Leaders today face an interesting paradox. On the one hand, the demand for “life-long learning” has never been greater. Leaders simply cannot afford to stop learning. If you coast, you roast! Knowledge, information, and disruptive technologies are flowing into the marketplace like a roaring river. Drinking from it may feel like drinking from a fire hydrant, but you have to keep drinking, nonetheless.
On the other hand, while you are required to keep learning new things, you can’t use that newly acquired information to lead. Not exactly, anyway. And you can’t rely on what you already know to make you an effective leader, either. Sounds crazy, right? In a way it is. Chaos, perhaps. The point is: in the past, leaders were recognized as experts in their areas of specialty and people followed them because of it. That’s not true anymore. It just isn’t. Oh, you may be recognized as an expert, and you may garner a certain amount of respect because of it. However, if it ever did in the past, that alone doesn’t translate into effective leadership today.
Instead, today effective leadership requires more than just expertise. It requires a different set of skills. The effective leaders of today are experts in their specialties, but they also know how to negotiate the strange new landscape of leadership using three very important tools. Ignoring these tools is a fatal flaw to effective leadership. No amount of expert knowledge (as important as it is!) can make up for the absence of these practices.

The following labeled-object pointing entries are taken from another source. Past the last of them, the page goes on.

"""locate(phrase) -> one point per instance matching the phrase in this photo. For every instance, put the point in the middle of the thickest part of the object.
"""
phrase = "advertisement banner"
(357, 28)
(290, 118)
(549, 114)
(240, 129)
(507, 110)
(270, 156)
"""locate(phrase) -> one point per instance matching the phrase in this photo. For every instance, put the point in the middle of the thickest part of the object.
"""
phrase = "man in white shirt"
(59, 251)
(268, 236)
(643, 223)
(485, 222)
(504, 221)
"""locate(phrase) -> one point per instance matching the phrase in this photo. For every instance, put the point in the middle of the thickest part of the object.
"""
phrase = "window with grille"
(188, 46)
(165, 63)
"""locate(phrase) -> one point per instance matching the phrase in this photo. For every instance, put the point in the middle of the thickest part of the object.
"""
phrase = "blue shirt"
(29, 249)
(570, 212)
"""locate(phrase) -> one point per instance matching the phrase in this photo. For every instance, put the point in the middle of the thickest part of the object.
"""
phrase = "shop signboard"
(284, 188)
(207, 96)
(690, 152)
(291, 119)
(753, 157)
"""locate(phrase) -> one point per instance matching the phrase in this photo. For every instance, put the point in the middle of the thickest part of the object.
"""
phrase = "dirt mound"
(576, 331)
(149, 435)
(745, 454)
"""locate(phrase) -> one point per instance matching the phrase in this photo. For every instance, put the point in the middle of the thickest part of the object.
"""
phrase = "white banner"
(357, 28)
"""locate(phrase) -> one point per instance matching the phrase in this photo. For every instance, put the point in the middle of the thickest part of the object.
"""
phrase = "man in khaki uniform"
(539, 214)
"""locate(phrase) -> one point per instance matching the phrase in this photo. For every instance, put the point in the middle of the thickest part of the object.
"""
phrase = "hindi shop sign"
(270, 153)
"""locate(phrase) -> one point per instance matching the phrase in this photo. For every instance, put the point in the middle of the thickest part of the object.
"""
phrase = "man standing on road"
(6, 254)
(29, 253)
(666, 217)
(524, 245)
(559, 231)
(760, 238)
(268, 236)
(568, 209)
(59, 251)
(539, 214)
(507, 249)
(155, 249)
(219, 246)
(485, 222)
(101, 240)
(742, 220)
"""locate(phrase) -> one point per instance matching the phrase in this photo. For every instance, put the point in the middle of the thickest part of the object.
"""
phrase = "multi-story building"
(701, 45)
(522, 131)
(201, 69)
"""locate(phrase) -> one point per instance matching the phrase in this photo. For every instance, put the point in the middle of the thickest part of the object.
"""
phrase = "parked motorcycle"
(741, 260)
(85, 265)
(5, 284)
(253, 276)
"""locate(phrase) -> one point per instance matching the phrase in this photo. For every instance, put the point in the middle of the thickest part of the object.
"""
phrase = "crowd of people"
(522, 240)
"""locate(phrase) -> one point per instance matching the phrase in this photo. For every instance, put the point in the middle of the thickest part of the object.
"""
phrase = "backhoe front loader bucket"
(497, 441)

- Employee Engagement—This is possibly the most pressing issue in organizational health today. The short attention span, the endless list of exciting apps beckoning from the I-pad, and a relentless need for mental and emotional stimulation are combining to create a culture of disengagement in the workplace. Great leaders, in spite of all of the difficulties, must make employee engagement a big priority. Engage employees and they will have a much greater appreciation for your expertise.
- Teambuilding—This is more than just creating a cordial environment within the office. Building effective teams means leading your organization to collaborate with each other, instead of to compete against each other. It means that relationships must be healthy, respect must be prominent, and diversity must be both accounted for and leveraged. The axiom, “Together Everyone Accomplishes More” is claiming center stage in the theatre of today’s workplace. As a leader, you must be one who empowers people, enabling them to be their best—which requires being on a great team.
- Leadership Development—Great leaders today are not content to be the boss of a team of followers. Great leaders focus on building leaders. They do not horde their expertise, they use their expertise as a ladder so that others can climb higher and fly farther. It can seem counter-intuitive. “If I am the leader, shouldn’t they be helping me be successful?” Perhaps in the old order. Not anymore. Successful leaders are servant leaders who help others reach their highest potential. Don’t be afraid to develop your leaders and let them go on to greater things. If you can develop leaders, there will always be people standing in line to be on your team.
Is it the end of the expert? Well, not exactly. However, 2014 might just be the beginning of the end for the selfish expert, and that’s a good thing for all of us.
Director of Leadership Development, Strategic Government Resources
Reblogged this on Movers, Shakers, Leadership Makers.
Mike, what a great post! You encompassed leadership characteristics that are often overlooked. Skill alone does not equal effective leadership. A leader must be willing to roll up their sleeves and get to work just like everyone else. The best way to engage and relate to your employees is to see things at their level from their level; otherwise they will assume you don’t understand. The level of trust that results from eye to eye and hand to hand dealings among leaders and employees can be attributed to employee loyalty, employee engagement and organizational sustainability.
Thanks for your comments. You are right. Seeing things from the eyes of others makes a huge difference in building good will.